Can't speak for "Spring Awakening," as I've only heard the cast recording (and saw the play in college about 20 years ago), but I have many bones to pick with Jonathan "I consider myself to be in the high-art literary tradition" Franzen. (Okay Jonathan -- and Moses supposes his toeses are roses, but Moses supposes erroneously.)

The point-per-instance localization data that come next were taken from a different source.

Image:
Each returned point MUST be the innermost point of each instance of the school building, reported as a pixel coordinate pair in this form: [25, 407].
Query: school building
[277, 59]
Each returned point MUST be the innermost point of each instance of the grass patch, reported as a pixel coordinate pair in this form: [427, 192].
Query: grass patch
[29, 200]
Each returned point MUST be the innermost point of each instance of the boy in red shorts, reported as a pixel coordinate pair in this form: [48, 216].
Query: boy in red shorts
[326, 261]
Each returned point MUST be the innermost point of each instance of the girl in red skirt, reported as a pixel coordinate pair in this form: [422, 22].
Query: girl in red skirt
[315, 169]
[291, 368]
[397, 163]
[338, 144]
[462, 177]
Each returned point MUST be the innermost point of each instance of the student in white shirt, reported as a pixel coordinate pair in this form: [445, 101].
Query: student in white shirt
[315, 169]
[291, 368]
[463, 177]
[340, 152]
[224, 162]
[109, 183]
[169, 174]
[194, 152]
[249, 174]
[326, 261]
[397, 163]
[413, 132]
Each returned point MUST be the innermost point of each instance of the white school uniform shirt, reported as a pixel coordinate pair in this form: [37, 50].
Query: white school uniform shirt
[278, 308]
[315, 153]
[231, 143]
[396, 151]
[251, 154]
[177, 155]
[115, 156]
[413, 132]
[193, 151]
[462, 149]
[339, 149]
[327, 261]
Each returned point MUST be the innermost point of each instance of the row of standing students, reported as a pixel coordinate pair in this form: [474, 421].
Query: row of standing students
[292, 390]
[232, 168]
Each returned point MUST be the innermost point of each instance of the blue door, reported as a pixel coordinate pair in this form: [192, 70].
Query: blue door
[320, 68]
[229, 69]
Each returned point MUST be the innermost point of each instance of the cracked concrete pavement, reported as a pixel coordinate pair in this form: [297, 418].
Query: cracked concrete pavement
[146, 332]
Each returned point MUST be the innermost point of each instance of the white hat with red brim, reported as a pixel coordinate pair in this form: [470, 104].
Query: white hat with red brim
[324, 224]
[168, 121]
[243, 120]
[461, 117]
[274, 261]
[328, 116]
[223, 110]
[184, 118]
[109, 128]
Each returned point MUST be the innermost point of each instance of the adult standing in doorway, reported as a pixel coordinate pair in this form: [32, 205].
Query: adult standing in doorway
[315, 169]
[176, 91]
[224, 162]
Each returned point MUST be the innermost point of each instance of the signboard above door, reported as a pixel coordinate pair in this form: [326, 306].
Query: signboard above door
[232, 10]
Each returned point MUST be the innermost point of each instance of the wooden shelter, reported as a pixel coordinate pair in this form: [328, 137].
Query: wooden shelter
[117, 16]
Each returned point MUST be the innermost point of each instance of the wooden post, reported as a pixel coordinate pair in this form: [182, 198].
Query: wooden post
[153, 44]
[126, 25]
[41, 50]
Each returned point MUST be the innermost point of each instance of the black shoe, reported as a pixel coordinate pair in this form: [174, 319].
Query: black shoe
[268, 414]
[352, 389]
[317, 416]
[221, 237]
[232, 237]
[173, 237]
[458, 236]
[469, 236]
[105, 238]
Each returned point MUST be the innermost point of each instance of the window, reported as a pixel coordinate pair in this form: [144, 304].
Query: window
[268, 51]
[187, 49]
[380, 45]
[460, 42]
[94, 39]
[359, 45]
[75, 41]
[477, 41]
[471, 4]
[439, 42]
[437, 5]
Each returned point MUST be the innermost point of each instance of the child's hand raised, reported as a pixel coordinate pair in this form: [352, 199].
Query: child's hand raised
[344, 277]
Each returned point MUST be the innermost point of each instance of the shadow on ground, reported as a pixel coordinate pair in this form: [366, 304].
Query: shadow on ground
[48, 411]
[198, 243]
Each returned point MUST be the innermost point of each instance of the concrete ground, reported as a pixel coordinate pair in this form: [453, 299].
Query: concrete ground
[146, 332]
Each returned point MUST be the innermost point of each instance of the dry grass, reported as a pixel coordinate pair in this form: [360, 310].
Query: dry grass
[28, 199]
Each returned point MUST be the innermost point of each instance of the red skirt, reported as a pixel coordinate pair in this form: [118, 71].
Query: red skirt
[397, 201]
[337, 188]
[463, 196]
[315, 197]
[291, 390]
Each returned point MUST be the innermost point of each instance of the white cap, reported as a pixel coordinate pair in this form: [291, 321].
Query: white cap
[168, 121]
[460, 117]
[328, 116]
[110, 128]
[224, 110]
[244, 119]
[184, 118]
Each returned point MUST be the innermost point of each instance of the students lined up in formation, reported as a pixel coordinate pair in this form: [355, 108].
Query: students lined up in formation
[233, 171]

For that matter, isn't quite a lot of Shakespeare "adapted" from other sources, such as Seneca?
Kerry
I think this is all ridiculous.
Mr. Franzen translated the original play into English, YAY! Musicals are never like the originals. I don't hear anybody complaining about how Little Shop of Horrors: The Musical completely did away with the "Horror" element of the original film... I also don't hear people whining about how FAME: The Musical is nothing like the film. Spring Awakening: The Musical is just another take on the classic piece of theatrical history. Duncan Sheik used elements of contemporary rock to bring the play to a new generation. Using elements of both new and old worlds, Sheik was able to bring the play to a new level that young people today can grasp without being bored to tears because they are so deprived of culture. Honestly, we have Disney and Nickelodeon censoring any type of tragedy imaginable to "protect" children and Sheik's adaptation breaks that boundary. In any case, we have both versions now and people can choose which one they want to see. Fin.
I hesitate to comment on this, for fear that I'll be instantly branded as another teenager jumping on the Spring Awakening bandwagon, but Franzen's entire preface smacks of jealousy, to me.
For all that he says he translated the play himself many years ago and loves it dearly, he made no effort to publish that translation until Spring Awakening regained its popularity through Sheik and Sater's musical. If the play meant so very much to him, why not put the word out about it himself by publishing the translation when he claims to have written it? If he's now suffering sour grapes over having been beaten to the punch -- and let's be honest, however "one of a kind" he thinks his version is, it certainly would not have garnered the same attention as the musical -- then the least he can do is to keep his bitching and whining to himself. Throwing it in before his translation seems to me a childish attempt to get in the last word, so to speak.